These are just some of the municipal meetings and civic events for the coming week. More are on the City Calendar and in the city’s Open Meetings Portal.
Land buy to protect city water
City Council, 5:30 p.m. Monday. Cambridge prepares to pick up 52 acres in Lincoln to protect its drinking water supply at the Hobbs Brook Reservoir, paying $800,000 to get $350,00 in reimbursement from the state. Another state grant of $30,000 helps pay for paperwork and fees. There are also appointments to make to a one-year City Manager and Mayor’s Joint Cambridge Social Housing Task Force – to explore how to create the mutual-aid-style housing here – that includes the mayor, city councillors Ayah Al-Zubi and Jivan Sobrinho-Wheeler; two high-level city staffers; and 13 people from outside City Hall, including Tom Evans of the Cambridge Redevelopment Authority and Carl Nagy-Koechlin, executive director of Just A Start, a nonprofit developer of affordable housing.
Councillors have items from the previous week to pick up where they were dropped, from shutting down ShotSpotter, the technology that tries to listen for gunshots, to looking at letting Cambridge voters elect the mayor directly and keeping all seniors exempt from paying for resident parking permits. The council meets at City Hall, 795 Massachusetts Ave., Central Square. Televised and watchable online and by Zoom videoconferencing.
Harvard Korean, Kendall coffee
License Commission, 10 a.m. to noon Tuesday. A giant Korean restaurant called Gen Korean BBQ House seeks to open at 26 Brattle St., Harvard Square, over all five stories – a basement, three floors of dining and a rooftop deck – for a total occupancy of 293 diners over 8,671 square feet in the former Dickson Bros. hardware store. The store closed in the summer of 2020, during the Covid pandemic, and billionaire Gerald Chan bought the structure that November for $10.1 million. Chan said in 2021 that he was considering opening offices in the space, but at least the ground floor has seen no use for nearly six years. The chain, founded in in 2011 in Los Angeles, has more than 50 company-owned locations across the country, but the closest are in New Jersey and New York. At its restaurants, diners grill their own meals at their tables, with an all-you-can-eat option that allows unlimited rounds of food within a two-hour time limit (with a fee for leftovers). There are reservations only for parties of 10 or more for proposed seatings from 11 a.m. to 11 p.m. Sundays through Thursdays and 11 a.m. to 1 a.m. Fridays and Saturdays. (We wrote about it here.)

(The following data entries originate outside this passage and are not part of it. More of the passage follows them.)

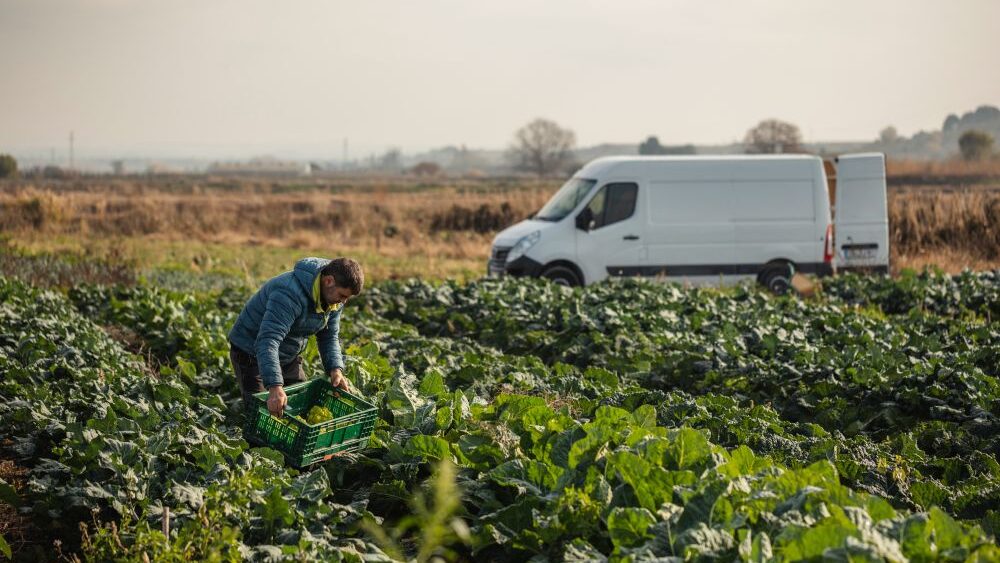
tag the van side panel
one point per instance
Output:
(688, 223)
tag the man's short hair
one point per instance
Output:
(346, 273)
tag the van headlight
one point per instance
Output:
(522, 246)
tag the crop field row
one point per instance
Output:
(627, 421)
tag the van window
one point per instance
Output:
(565, 200)
(613, 203)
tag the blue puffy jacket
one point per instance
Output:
(278, 320)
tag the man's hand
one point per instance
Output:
(276, 400)
(338, 381)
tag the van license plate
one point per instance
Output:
(860, 253)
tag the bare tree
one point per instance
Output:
(542, 147)
(773, 136)
(975, 145)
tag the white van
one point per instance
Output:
(701, 219)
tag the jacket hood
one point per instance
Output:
(306, 270)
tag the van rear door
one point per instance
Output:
(861, 223)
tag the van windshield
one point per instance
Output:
(565, 200)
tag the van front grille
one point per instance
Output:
(500, 253)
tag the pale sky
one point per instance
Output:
(244, 77)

Tradesman, a Boston coffee shop and lounge, seeks to open its second location on the ground floor of the Marriott Hotel at 50 Broadway, Kendall Square. In the Financial District location opened by Meki Durakovic with interior designer Stephen Martyak in the historic Batterymarch building, Tradesman serves breakfast and lunch sandwiches, pastries and afternoon snacks with coffee and cocktails until 8 p.m. This is proposed to be different, open until 11 p.m. all days with proposed seating for 24 and an occupancy of 49, while the hotel looks to remove other restaurant and lounge spaces and increase its room count. Marriott wants its 25-floor, 312,546-square-foot building to end with 457 guest rooms, up from 433. Watchable by Zoom videoconferencing.
Memorial Drive gunfire debrief
Community debrief, 6 to 8 p.m. Tuesday. Residents shaken by Monday’s shootout on Memorial Drive hear an overview of the event and its emergency response as well as get a sense what to expect from the investigation and court process. Police will speak. Representatives from the Mayor’s Office, Cambridge Public Health and the Riverside Trauma Center will share information on support services. At the Cambridge Community Center, 5 Callender St., Riverside.
Filling school district roles
School Committee, 6 p.m. Tuesday. The superintendent gives updates on school and district hiring for principals of Cambridge Rindge and Latin School and Fletcher Maynard Academy and with recommendations for an assistant superintendent of secondary education and legal counsel; and on the future of 158 Spring St., once the Kennedy-Longfellow School. There will also be a staff presentation on student use of tech devices with screens. Committee members discuss letting teachers buy into a retirement plan retroactively after some were blocked in 2001 – a fix that needs the state Senate and governor to sign off – and getting more information about allowing artificial turf on John A. Ahern Field by the former K-Lo.
The committee meets in the Dr. Henrietta S. Attles Meeting Room at Cambridge Rindge and Latin School, 459 Broadway, Mid-Cambridge. Televised and watchable online and by Zoom videoconferencing.
Items from surveillance report
Public Safety Committee, 3 p.m. Wednesday. This committee run by city councillor Ayah Al-Zubi reviews items from the annual surveillance report. The committee meets at City Hall, 795 Massachusetts Ave., Central Square. Televised and watchable online and by Zoom videoconferencing.